Costs consequences of refusing to engage with ADR proposals are not automatic

News

25/05/2017

The Court of Appeal in a judgment published yesterday declined to hold that a successful party to a trial below should be penalised in costs for refusing to engage with mediation.

 

Lord Justice Patten, giving the sole judgment a right of way case Gore v Naheed & Anor [2017] EWCA Civ (with which Lewison and Underhil LJJ agreed) in 369, he held (at paragraph 49):

 “… Speaking for myself, I have some difficulty in accepting that the desire of a party to have his rights determined by a court of law in preference to mediation can be said to be unreasonable conduct particularly when, as here, those rights are ultimately vindicated. But, as Briggs LJ makes clear in his judgment [in PGF II SA v OMFS Company 1 Ltd [2013] EWCA Civ 1288], a failure to engage, even if unreasonable, does not automatically result in a costs penalty. It is simply a factor to be taken into account by the judge when exercising his costs discretion.

 

Addressing the specific facts of Gore , he continued (at paragraph 50):

“In this case the judge did take it into account but concluded that it was not unreasonable for Mr Gore to have declined to mediate. His solicitor considered that mediation had no realistic prospect of succeeding and would only add to the costs. The judge said that he considered that the case raised quite complex questions of law which made it unsuitable for mediation.

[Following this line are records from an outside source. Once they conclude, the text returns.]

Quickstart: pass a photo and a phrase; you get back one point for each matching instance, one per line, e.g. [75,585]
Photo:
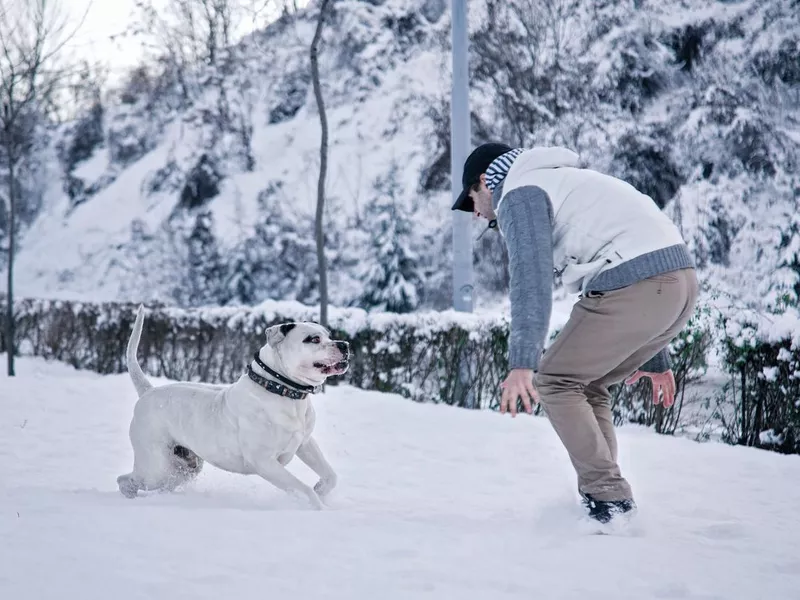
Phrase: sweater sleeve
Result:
[525,218]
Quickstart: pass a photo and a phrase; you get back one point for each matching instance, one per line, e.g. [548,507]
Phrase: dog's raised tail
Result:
[140,381]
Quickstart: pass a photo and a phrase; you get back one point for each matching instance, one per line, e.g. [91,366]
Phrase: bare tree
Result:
[186,34]
[32,33]
[323,165]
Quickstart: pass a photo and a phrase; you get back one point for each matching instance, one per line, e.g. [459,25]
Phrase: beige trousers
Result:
[607,338]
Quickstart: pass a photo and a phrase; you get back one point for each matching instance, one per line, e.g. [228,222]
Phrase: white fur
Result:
[242,427]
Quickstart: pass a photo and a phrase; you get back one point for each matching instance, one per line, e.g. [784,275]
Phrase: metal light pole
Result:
[459,149]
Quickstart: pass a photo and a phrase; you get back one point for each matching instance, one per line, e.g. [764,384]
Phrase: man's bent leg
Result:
[599,399]
[601,334]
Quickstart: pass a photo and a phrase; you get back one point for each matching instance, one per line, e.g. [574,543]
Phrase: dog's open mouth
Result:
[332,368]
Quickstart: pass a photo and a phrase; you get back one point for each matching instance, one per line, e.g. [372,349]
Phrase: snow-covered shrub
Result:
[644,157]
[84,138]
[761,404]
[445,357]
[202,183]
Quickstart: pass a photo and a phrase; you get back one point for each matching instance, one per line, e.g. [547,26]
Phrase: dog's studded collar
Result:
[295,391]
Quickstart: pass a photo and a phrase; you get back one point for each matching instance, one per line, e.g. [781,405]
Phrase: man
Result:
[611,244]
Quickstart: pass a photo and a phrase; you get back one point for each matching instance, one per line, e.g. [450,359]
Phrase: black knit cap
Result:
[475,166]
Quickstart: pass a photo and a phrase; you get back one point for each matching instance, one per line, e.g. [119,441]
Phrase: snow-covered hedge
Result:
[420,356]
[761,405]
[417,355]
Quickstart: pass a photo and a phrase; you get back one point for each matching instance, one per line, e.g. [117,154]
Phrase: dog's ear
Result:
[276,333]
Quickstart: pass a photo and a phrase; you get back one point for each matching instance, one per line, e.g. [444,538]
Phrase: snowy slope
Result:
[693,100]
[433,502]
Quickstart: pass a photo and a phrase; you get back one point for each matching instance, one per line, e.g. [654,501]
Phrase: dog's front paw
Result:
[325,485]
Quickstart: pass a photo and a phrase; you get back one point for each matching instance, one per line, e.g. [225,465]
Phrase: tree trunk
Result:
[323,167]
[10,297]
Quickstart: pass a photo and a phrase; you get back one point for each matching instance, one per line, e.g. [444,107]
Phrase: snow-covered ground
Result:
[433,502]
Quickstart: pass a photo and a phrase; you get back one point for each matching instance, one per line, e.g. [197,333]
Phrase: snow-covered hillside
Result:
[433,502]
[203,192]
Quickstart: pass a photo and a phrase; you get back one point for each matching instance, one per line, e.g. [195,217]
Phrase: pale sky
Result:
[104,19]
[113,17]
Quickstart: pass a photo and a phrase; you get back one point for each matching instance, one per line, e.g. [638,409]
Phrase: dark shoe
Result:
[605,510]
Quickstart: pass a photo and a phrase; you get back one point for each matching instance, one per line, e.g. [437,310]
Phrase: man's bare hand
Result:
[518,384]
[663,385]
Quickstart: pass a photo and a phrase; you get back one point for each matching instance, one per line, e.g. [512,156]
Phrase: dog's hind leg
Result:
[187,465]
[128,486]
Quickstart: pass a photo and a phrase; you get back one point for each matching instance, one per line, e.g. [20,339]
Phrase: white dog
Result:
[253,427]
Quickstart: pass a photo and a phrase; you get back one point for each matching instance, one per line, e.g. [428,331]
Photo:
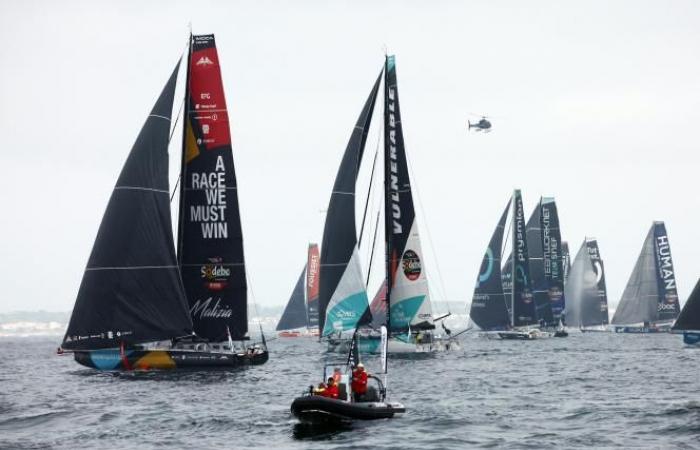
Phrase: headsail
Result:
[650,295]
[689,318]
[313,265]
[131,290]
[488,310]
[294,315]
[409,299]
[342,293]
[540,283]
[523,309]
[584,304]
[210,237]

His refusal to make an allowance on these grounds cannot in my view be said to be wrong in principle.”

 

Whether Patten LJ ‘speaking for himself’ on this issue is authority for the general principle discouraging parties from refusing to engagement in consideration of ADR, as a counter to the judgment of Briggs LJ in the earlier PGF case will remain to be seen. Certainly, litigators should be aware of this decision and consider the litigation risk of a court refusing to make costs sanctions based upon specific facts of a case. What is clearer is that no such sanction should be seen as automatic but if parties to litigation wish not to engage in ADR, they must have consider their reasons for not doing so and expect judicial consideration of the same in due course.